Overall, this study highlights the high resolution of flow cytometry coupled with resuscitation assays to accurately monitor the efficacy of biocontainment strategies, particularly in the case of metabolically heterogeneous and dormant bacteria, thus supporting data-driven environmental management of contaminated settings.
5. Conclusions
In the Iberian Peninsula, land management from the perspective of livestock farming and big game hunting ensures the economic viability of many estates. This implies a varying degree of artificialization and supplementation to keep a high abundance of species near the property. Landowners in epidemiological risk areas for animal TB, where disease prevalence is high, are told to apply water disinfectants in waterholes and in animal drinking water supplies to empirically prevent water contamination. However, the efficacy of these procedures in preventing TB transmission remains to be elucidated.

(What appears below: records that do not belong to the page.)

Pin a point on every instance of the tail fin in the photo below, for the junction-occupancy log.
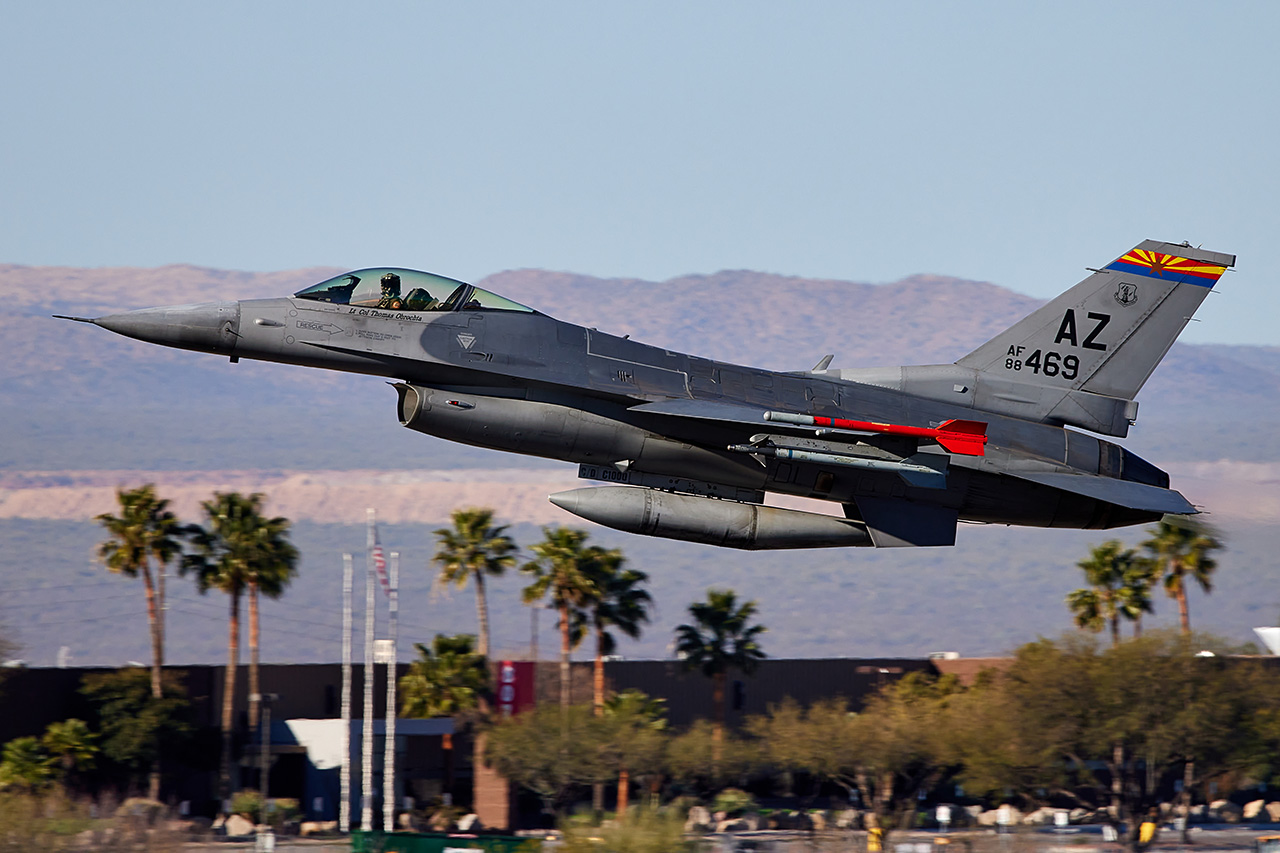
(1137, 305)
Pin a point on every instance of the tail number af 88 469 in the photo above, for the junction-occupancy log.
(1050, 363)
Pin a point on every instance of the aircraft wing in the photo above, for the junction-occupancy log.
(1136, 496)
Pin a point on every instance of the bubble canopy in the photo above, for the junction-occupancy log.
(406, 290)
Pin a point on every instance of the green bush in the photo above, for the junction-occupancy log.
(734, 802)
(643, 830)
(248, 803)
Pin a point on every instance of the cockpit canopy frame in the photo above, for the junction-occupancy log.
(396, 288)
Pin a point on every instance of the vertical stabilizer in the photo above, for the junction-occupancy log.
(1106, 334)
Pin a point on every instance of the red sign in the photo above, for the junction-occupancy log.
(516, 682)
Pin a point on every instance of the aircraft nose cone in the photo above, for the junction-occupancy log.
(209, 327)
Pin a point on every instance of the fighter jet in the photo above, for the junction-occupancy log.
(689, 447)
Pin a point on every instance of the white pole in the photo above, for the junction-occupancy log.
(366, 755)
(344, 776)
(389, 752)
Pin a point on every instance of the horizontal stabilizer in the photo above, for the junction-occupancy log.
(964, 437)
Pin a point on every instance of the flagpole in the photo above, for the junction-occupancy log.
(366, 755)
(344, 774)
(392, 707)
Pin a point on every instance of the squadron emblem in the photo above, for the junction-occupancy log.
(1127, 293)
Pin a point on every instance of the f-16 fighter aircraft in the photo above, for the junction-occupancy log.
(689, 447)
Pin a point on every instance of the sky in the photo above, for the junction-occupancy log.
(1010, 142)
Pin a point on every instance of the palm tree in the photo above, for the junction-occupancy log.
(720, 639)
(1116, 589)
(562, 570)
(620, 603)
(241, 551)
(145, 532)
(471, 550)
(447, 680)
(644, 723)
(1182, 550)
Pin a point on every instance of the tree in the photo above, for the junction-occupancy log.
(638, 726)
(144, 532)
(469, 551)
(447, 680)
(135, 728)
(620, 603)
(24, 766)
(818, 740)
(562, 571)
(241, 550)
(1182, 548)
(900, 747)
(1119, 585)
(71, 746)
(720, 639)
(1116, 725)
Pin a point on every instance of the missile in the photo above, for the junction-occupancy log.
(732, 524)
(923, 470)
(964, 437)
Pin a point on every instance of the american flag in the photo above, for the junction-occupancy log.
(375, 555)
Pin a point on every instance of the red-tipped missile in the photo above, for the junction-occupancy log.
(964, 437)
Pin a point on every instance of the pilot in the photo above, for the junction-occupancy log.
(391, 292)
(419, 300)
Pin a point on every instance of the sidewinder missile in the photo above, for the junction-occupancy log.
(965, 437)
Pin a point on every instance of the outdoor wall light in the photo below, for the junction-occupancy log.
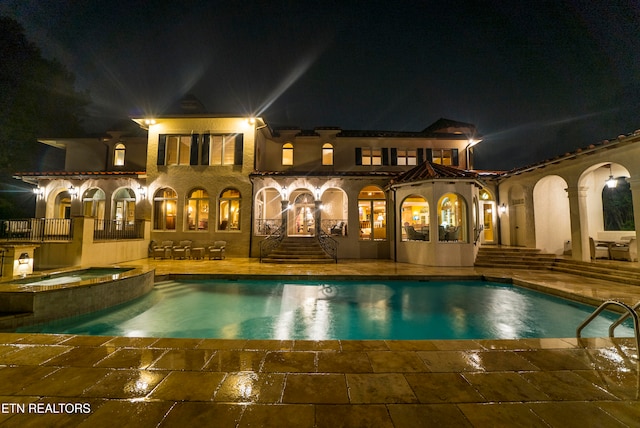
(24, 259)
(611, 182)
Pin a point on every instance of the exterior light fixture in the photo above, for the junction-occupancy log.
(611, 182)
(24, 259)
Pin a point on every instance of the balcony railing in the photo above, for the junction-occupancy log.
(117, 229)
(37, 229)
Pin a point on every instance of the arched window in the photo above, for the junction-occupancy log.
(327, 154)
(93, 204)
(287, 154)
(414, 215)
(118, 154)
(452, 218)
(124, 206)
(229, 210)
(372, 212)
(164, 209)
(197, 215)
(617, 206)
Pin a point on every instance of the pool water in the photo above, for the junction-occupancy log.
(320, 310)
(72, 277)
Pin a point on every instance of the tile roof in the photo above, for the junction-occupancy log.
(432, 171)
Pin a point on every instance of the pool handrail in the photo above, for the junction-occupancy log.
(630, 312)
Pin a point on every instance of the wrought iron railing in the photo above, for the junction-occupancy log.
(334, 226)
(267, 226)
(117, 229)
(37, 229)
(272, 242)
(329, 245)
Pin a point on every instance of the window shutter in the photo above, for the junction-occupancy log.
(204, 156)
(385, 156)
(193, 159)
(162, 149)
(394, 156)
(237, 156)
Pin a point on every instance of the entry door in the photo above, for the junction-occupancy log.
(519, 226)
(488, 212)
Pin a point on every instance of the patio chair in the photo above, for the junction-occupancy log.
(182, 250)
(217, 250)
(627, 251)
(163, 250)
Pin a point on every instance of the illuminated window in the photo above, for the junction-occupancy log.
(197, 214)
(165, 209)
(406, 157)
(229, 210)
(287, 154)
(327, 154)
(414, 213)
(372, 213)
(118, 154)
(452, 218)
(371, 156)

With this work, we show the benefit of using single-cell approaches to monitor these fastidious bacteria, not only to assess the experimental biocidal effects of disinfectants in vitro but also to assess microbial contamination in field conditions, informing the implementation of biocontrol measures. While we demonstrate that, at the recommended dosage, commercial NaDCC is unable to fully inactivate M. bovis BCG cells from a mock environmental matrix mimicking natural and artificial waterholes in veterinary/agricultural settings, we show that increasing to twice the chorine biocide concentration is enough to prevent mycobacteria cell function and regrowth. The employment of this easy-to-implement disinfection measure, together with other actions already being implemented in the field in the context of animal TB control, might prevent the dissemination of pathogens with environmental cycles in vulnerable semi-arid systems and, hence, new infections.